9th Circuit Won’t Stymie Microsoft Xbox

     (CN) – Motorola cannot enforce a court order barring Microsoft from marketing the Xbox 360, Windows 7 and other products in Germany, the 9th Circuit ruled.
     Motorola, which is owned by Google, and Microsoft have been engaged in international patent and contract battles for several years.
     Washington-based Microsoft claimed in a federal lawsuit in 2010 that Motorola had demanded “excessive and discriminatory” fees for its wireless-technology patents.
     Both companies have signed on to Institute of Electrical and Electronics Engineers (IEEE) and International Telecommunication Union (ITU) agreements to license high-demand, essential technology on a reasonable and nondiscriminatory (RAND) basis. Microsoft argued that Motorola’s proposed royalty of 2.25 per unit for use of its patents was unreasonable and amounted to a breach of the RAND agreement.
     Motorola shot back with its own claims that Microsoft’s game system, PC, server software and mobile technology infringed 16 Motorola patents. The Seattle District Court consolidated the two cases, and in February granted partial summary judgment for Microsoft on its contract claims. The remaining issues are set to go to trial in November.
     With the Seattle case pending, Motorola also sued Microsoft in Germany for alleged patent violations, seeking an injunction prohibiting Microsoft from selling the Xbox 360 and Windows 7 software there.

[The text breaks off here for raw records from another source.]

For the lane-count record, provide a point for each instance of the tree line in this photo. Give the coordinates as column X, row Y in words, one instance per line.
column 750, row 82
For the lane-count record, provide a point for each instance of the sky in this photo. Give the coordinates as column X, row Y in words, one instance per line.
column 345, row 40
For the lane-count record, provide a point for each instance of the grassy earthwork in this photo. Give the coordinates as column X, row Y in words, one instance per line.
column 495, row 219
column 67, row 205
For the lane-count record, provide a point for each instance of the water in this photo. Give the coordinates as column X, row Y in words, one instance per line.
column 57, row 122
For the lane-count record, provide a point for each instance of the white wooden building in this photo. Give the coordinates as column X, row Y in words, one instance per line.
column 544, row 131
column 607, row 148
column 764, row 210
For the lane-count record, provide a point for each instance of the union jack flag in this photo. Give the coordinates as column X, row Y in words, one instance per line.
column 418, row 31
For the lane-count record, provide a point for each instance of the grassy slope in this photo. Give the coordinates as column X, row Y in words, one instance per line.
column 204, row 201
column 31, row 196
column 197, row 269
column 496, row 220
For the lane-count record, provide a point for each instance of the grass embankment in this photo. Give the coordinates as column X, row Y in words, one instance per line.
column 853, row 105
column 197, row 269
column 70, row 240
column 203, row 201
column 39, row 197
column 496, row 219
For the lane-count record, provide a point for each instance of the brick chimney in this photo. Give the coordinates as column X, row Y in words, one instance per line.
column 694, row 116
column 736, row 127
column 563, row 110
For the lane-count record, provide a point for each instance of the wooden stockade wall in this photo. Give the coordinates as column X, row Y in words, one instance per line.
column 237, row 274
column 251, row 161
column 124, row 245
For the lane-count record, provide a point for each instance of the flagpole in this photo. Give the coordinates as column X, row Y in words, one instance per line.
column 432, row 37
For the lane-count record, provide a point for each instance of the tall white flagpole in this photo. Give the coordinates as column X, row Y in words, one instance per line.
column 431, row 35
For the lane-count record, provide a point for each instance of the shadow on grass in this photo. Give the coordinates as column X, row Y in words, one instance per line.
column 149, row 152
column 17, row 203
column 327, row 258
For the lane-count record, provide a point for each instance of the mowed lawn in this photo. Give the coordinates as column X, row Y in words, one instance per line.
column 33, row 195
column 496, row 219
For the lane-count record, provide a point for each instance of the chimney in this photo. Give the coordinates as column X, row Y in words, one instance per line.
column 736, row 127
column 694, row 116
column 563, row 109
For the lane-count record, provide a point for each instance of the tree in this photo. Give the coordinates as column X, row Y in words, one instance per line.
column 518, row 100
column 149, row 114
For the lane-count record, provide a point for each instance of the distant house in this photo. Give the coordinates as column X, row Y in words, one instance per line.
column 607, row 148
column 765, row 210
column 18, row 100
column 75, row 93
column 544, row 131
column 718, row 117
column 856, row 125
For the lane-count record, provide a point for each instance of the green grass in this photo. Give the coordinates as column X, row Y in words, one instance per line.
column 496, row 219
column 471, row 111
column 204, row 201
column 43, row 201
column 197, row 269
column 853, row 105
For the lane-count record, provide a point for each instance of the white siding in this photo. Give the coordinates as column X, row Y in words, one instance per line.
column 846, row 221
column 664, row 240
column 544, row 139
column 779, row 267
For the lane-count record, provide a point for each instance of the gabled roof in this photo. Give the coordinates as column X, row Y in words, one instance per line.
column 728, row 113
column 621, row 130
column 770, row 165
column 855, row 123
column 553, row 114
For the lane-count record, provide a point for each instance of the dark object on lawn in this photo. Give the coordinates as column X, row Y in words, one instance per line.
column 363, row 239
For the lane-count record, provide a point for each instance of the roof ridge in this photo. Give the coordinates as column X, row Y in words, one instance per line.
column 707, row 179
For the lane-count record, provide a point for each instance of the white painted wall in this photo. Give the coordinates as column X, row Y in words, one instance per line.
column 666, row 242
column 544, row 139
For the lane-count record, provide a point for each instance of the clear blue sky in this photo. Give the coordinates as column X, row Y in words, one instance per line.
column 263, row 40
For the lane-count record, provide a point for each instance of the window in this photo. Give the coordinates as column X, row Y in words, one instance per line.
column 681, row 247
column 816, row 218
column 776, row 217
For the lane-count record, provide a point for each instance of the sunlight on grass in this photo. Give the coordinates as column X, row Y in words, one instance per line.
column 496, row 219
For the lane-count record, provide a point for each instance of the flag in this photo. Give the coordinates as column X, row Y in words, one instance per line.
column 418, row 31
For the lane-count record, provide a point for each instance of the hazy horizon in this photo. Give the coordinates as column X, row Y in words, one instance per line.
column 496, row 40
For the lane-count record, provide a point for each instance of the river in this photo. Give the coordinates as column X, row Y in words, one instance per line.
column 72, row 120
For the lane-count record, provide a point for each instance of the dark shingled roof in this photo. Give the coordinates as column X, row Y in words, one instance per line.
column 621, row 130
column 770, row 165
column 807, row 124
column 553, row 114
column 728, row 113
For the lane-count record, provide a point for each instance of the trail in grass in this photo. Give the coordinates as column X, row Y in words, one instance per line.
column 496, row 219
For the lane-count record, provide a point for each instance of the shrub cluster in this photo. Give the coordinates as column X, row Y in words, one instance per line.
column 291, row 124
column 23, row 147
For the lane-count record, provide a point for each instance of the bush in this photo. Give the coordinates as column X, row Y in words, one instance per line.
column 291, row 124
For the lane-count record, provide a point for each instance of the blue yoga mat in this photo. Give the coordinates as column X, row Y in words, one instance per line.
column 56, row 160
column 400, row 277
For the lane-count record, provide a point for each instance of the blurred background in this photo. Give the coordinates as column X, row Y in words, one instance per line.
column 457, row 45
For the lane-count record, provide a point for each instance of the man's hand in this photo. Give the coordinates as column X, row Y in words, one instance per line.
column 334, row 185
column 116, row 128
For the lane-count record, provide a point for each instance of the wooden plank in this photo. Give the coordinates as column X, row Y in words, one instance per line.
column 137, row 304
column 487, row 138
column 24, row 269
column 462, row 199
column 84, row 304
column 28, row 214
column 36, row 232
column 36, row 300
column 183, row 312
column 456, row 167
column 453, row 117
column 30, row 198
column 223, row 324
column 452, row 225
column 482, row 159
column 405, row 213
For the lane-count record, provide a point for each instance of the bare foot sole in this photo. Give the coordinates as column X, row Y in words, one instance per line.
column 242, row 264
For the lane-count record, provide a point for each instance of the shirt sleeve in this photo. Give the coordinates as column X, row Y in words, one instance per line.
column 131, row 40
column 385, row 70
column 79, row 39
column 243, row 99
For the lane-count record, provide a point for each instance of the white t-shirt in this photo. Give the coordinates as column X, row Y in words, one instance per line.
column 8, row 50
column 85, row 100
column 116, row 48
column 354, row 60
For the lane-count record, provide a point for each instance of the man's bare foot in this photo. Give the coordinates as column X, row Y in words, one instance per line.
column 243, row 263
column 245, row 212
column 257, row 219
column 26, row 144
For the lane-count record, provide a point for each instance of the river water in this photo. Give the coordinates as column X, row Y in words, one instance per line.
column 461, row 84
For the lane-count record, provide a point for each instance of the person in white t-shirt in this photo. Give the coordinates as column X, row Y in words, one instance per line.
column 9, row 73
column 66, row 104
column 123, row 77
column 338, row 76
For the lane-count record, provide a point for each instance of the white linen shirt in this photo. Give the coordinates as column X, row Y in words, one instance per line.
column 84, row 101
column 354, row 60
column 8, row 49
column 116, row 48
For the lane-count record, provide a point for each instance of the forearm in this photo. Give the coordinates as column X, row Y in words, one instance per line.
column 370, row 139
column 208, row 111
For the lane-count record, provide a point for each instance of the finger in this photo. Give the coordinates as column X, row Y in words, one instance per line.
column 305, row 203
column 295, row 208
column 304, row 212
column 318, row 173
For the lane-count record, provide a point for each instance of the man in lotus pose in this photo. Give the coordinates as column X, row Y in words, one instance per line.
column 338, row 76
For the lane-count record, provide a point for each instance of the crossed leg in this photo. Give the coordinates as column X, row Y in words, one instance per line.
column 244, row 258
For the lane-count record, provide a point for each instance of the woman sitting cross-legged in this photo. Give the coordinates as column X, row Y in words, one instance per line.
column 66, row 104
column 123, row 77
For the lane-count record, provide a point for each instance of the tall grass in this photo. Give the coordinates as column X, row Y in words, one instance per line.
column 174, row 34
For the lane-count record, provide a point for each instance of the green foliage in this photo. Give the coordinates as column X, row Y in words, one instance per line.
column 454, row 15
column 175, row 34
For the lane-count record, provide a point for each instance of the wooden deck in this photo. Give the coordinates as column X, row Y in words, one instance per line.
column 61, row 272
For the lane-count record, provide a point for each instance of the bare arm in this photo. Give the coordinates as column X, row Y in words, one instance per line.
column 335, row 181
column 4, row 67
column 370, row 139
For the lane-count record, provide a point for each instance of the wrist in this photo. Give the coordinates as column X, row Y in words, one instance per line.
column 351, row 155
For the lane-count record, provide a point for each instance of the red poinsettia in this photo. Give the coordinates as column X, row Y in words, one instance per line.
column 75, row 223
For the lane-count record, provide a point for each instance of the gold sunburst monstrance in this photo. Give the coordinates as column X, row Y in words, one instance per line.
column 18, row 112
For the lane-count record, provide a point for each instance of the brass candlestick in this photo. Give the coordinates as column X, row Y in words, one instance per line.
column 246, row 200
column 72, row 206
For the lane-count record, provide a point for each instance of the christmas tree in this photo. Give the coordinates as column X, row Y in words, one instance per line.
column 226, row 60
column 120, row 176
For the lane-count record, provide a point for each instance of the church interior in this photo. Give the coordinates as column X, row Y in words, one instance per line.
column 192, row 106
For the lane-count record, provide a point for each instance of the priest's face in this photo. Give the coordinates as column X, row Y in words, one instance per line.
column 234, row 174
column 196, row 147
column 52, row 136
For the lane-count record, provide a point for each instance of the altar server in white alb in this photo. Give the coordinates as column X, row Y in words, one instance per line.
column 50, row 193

In May, a court in Mannheim granted the injunction, but a month before the ruling Microsoft convinced the Seattle District Court to issue a temporary restraining order to enjoin Motorola from enforcing the German court’s order.
     Presiding U.S. District Judge James Robart found the injunction justified because the conclusion of the contract action in Seattle would effectively settle the German patent claims. He also said that Motorola’s action smacked of forum shopping and “duplicative and vexatious litigation.”
     The San Francisco-based federal appeals court affirmed unanimously late Friday.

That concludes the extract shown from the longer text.